(1310-09-14) An Angel of Mercy
Summary: The angel is Kushiel. Definitely Kushiel.
RL Date: 13/10/2018 - 14/10/2018
Related: None
emmanuelle irene 

Irene’s Bedchamber — The Dome of the Lady


Lady Irene d'Eresse has fallen ill on the first day of autumn and excused herself from the services to the duchess Armandine as a lady-in-waiting till getting better. By the young lady's request she has been moved to stay at d'Eresse Residence in the noble district since she wanted to be closer to her family. The young woman was checked by the town's healer and a simple cold has been announced as her current condition. It took less than two days to push a fever away and it seemed that she is getting better when suddenly a pain started to torture a young soul every time she smiled, laughed or even breathed.

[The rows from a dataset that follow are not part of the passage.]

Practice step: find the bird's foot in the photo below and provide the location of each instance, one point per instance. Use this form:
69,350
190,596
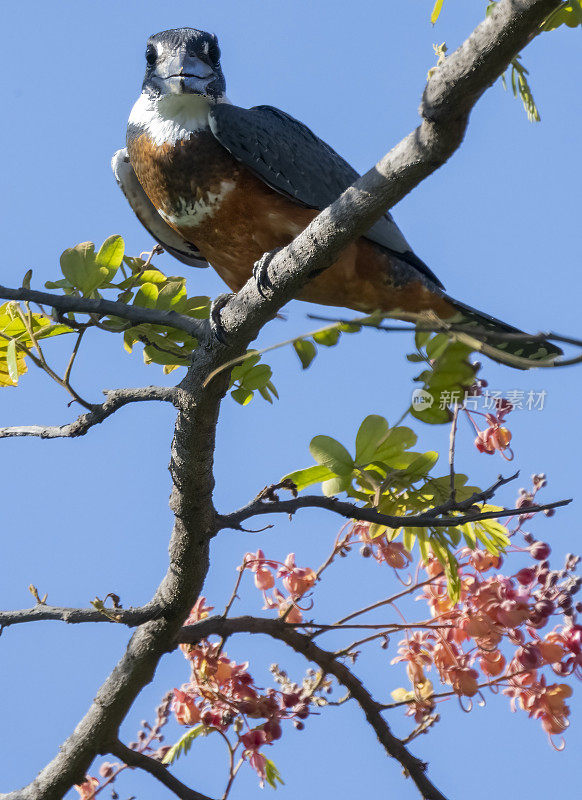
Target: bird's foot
261,271
216,326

A few more days have past and her condition grew worse. The fever came back together with a wet coughing. The pain in her lungs started to increase. Especially after that childish escape to watch Sword Duel where a lord Cyriel Charlot carried her favor and achieved a hard victory. When her condition reached the worst, a young lady had to be moved back to the palace by the order of the duchess herself. After all, she was a devoted and hard working lady-in-waiting for a couple of months by now. The d'Eresse Mansion was quite empty at the time and nobody but a few servants were there to watch Irene over.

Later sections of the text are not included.